As caregivers, we break new ground in many of our day-to-day circumstances.  Each day, we may need access to support from many people and services, such as primary care physicians, visiting nurses, social workers, eldercare services, and more. We may need to get our family and siblings together and involved in the care of our loved one, something that is easier said than done.

If we are caring for aging parents, it may help to outline a game plan. We’ll need to keep the “plan” fluid, given the unpredictable nature of caregiving for the elderly.

Tasks such as cleaning, feeding, preparing meals, handling finances, timing doctor’s appointments, going to the pharmacy, etc., all need to be part of our plan. As caregivers, we also need to manage our own emotions, the emotions or our loved ones, and sometimes our family members' emotions as well! Emotions among siblings and families may be easier to manage if the overall game plan for caring is discussed, agreed to, and adapted as needed to meet the ever-evolving changing needs of our loved ones.

Try to Listen and Understand

It is difficult for a caregiver to truly understand what it is like to be the one who is aging and needs care. One of the most important skills you can develop as a caregiver is to listen.  We must try to spend more time listening to our loved ones, rather than telling them what to do.  Let your loved one make the decisions they can.  Sometimes too much help can be no help at all, especially if it frustrates your loved one. They may reject your care and reject the reality of their aging.

Sometimes the best course of action is simply spending time with your loved one, even if the time is very brief. Sharing activities such as going out to eat, shopping, reading, or just being together and providing a sympathetic ear, can help ease the process of aging and the transition to the new parent-child dynamic.
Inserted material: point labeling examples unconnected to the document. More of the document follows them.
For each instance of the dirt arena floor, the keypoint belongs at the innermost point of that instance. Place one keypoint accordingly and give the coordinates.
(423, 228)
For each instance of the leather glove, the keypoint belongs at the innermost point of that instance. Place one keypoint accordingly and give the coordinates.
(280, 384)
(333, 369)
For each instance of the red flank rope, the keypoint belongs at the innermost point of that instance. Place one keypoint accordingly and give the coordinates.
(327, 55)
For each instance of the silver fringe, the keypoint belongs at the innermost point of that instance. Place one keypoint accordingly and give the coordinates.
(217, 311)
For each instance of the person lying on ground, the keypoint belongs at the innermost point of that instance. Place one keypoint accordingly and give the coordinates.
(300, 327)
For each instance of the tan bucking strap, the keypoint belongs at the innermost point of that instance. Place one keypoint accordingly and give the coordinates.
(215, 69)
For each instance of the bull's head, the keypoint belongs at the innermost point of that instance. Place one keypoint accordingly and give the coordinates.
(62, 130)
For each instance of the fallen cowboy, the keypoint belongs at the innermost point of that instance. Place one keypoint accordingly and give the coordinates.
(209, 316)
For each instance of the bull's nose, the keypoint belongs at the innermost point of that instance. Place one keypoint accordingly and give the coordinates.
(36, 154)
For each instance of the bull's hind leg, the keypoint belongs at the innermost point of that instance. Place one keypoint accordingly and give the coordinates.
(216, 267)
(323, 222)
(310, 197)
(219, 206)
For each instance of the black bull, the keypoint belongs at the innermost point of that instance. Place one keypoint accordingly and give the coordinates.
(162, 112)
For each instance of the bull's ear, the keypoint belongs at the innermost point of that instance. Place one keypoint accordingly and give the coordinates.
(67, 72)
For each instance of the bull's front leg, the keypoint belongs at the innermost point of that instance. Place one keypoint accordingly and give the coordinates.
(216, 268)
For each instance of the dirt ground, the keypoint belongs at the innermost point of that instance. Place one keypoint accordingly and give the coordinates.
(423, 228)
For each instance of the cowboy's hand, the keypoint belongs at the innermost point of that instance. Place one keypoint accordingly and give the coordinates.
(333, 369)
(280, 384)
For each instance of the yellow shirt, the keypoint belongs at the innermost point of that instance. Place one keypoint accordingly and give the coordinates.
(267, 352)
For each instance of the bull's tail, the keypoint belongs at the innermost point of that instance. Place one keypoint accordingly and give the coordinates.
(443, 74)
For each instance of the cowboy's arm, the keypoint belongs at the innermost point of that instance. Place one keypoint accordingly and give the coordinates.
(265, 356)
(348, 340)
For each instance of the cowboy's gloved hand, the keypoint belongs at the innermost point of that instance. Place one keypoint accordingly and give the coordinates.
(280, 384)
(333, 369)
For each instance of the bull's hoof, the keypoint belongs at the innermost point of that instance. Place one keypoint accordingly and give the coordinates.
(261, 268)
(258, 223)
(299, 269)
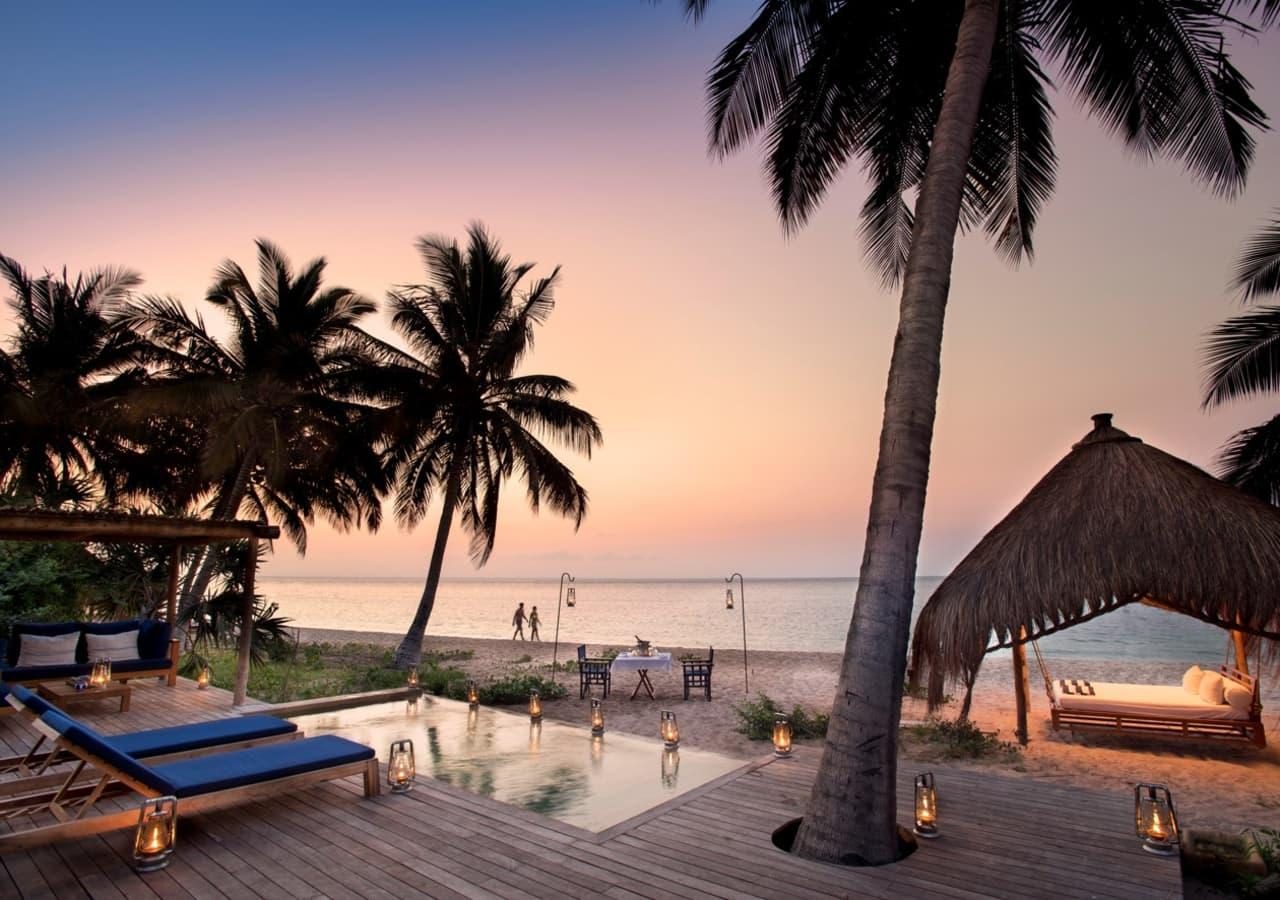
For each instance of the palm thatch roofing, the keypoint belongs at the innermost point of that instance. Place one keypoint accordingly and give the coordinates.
(1116, 521)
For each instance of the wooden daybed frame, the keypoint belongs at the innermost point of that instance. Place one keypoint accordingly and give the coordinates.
(1240, 730)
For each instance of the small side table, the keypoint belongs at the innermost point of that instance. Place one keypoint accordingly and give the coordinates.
(63, 695)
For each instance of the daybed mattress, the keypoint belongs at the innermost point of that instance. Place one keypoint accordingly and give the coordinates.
(1166, 700)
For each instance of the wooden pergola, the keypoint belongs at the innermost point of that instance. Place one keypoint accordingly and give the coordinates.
(117, 528)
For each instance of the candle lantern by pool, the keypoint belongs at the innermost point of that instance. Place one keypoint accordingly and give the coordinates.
(670, 730)
(781, 736)
(1156, 819)
(401, 767)
(926, 807)
(158, 830)
(670, 767)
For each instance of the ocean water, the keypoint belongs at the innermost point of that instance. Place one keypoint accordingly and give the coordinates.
(781, 615)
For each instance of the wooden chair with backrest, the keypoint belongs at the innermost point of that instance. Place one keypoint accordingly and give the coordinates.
(698, 674)
(592, 671)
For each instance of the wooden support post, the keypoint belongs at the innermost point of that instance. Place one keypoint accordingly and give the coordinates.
(1242, 657)
(246, 627)
(1022, 690)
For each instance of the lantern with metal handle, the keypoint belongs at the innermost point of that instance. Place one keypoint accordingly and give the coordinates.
(1155, 818)
(781, 736)
(156, 834)
(670, 730)
(401, 767)
(926, 807)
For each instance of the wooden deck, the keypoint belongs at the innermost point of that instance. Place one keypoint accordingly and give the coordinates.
(1002, 837)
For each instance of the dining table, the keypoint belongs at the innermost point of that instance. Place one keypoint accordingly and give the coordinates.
(641, 665)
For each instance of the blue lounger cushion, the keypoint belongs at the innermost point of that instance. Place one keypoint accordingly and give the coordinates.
(223, 771)
(200, 735)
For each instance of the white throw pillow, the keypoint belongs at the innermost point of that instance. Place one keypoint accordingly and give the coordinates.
(1238, 698)
(1211, 688)
(1191, 681)
(48, 649)
(123, 645)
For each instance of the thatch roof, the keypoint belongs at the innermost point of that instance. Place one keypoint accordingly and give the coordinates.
(1116, 521)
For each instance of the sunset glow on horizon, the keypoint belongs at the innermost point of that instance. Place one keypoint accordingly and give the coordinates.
(737, 373)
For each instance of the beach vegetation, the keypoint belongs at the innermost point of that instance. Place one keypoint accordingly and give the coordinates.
(949, 105)
(755, 720)
(462, 420)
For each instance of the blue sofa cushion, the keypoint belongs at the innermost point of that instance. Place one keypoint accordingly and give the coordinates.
(91, 741)
(44, 629)
(200, 735)
(223, 771)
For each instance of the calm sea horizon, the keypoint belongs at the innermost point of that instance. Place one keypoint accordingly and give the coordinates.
(795, 615)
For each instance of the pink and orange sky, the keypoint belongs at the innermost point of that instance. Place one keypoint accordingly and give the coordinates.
(737, 374)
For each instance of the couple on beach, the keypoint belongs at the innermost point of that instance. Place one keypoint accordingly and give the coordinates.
(519, 621)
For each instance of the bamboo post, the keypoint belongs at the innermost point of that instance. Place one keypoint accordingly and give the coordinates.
(246, 643)
(1022, 689)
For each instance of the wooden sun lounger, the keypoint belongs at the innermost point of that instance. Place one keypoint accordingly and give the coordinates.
(199, 785)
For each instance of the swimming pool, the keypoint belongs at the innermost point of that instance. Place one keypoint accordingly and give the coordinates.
(547, 767)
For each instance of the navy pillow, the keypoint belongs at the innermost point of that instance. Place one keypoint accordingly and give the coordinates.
(45, 630)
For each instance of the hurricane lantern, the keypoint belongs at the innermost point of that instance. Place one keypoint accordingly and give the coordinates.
(926, 807)
(781, 736)
(1155, 818)
(156, 832)
(401, 767)
(670, 730)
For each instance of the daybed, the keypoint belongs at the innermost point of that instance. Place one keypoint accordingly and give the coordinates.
(1157, 709)
(137, 648)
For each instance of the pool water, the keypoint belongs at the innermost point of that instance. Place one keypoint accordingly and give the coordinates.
(545, 767)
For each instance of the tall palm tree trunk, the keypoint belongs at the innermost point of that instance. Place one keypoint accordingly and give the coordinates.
(851, 812)
(410, 650)
(201, 571)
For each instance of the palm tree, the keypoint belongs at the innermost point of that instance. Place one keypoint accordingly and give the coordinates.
(947, 101)
(279, 439)
(62, 382)
(1243, 360)
(462, 421)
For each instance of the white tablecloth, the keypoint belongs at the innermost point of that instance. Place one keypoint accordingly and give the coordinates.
(625, 662)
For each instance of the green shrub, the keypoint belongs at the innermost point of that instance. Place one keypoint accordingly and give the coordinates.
(961, 739)
(757, 720)
(515, 689)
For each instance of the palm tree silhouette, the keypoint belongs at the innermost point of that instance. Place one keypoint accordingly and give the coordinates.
(461, 420)
(62, 383)
(1243, 360)
(282, 434)
(949, 101)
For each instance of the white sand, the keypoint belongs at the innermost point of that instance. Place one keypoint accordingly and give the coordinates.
(1214, 784)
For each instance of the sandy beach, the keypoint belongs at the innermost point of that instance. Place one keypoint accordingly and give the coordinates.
(1215, 785)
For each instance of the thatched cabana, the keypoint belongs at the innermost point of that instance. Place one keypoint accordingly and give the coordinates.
(1115, 522)
(135, 529)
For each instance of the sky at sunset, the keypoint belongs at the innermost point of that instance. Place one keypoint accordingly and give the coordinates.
(737, 374)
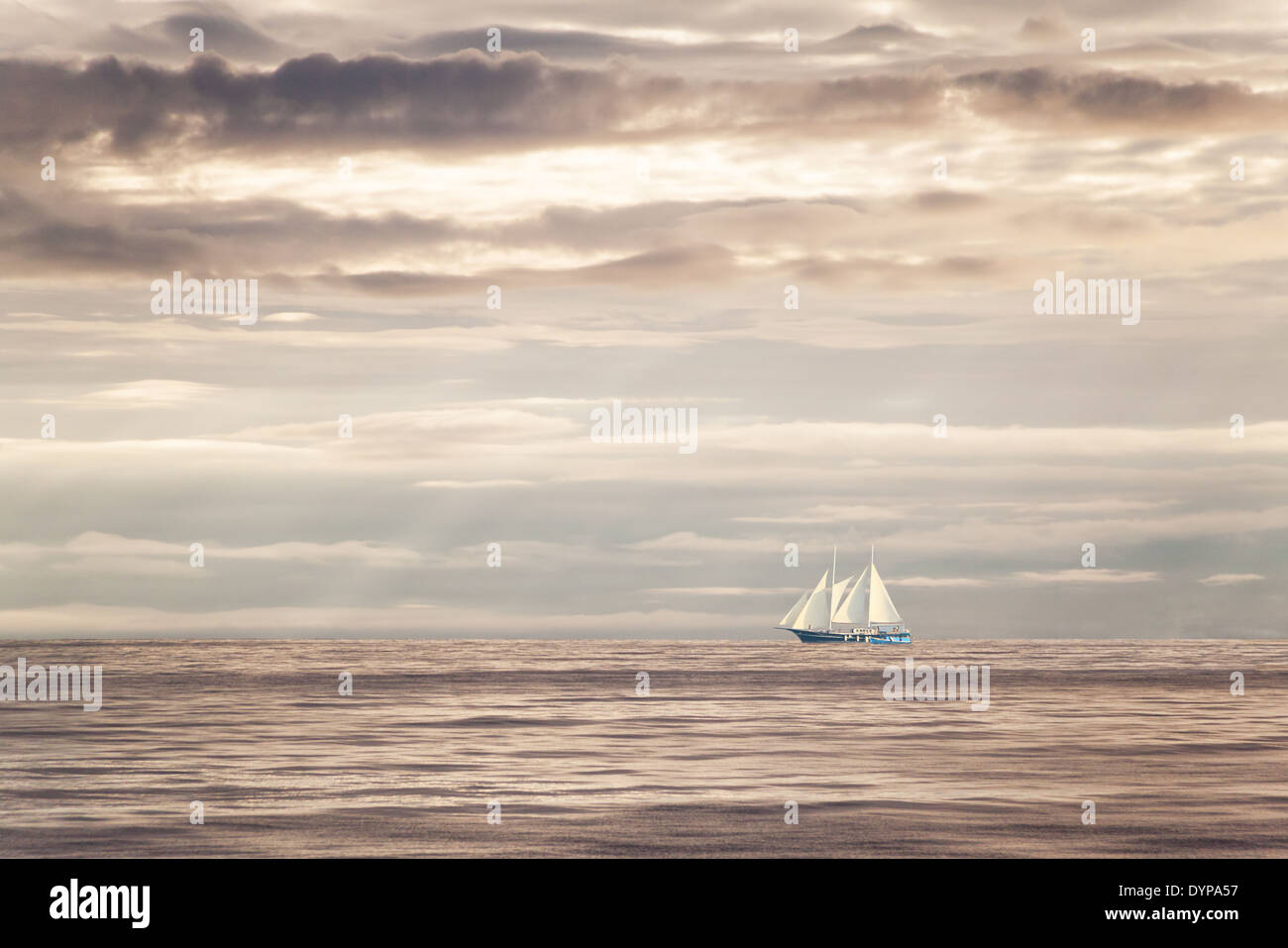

Regular contact by phone, email or a simple “thinking of you” card helps combat feelings of isolation.

Self-Nurturing

While caring for someone, especially someone who is grieving, we can’t forget to nurture our own emotional well-being.  Seek medical and psychological help if needed.  Call on friends for support.  When my dad died, the first person I called was a friend who had just lost her dad.  Seek out others who have faced the situation you are facing and learn how they coped.  Simple, common sense action will help us through the emotional roller coaster of caregiving. Keep in mind there are always others on the same ride.  Reach out to them.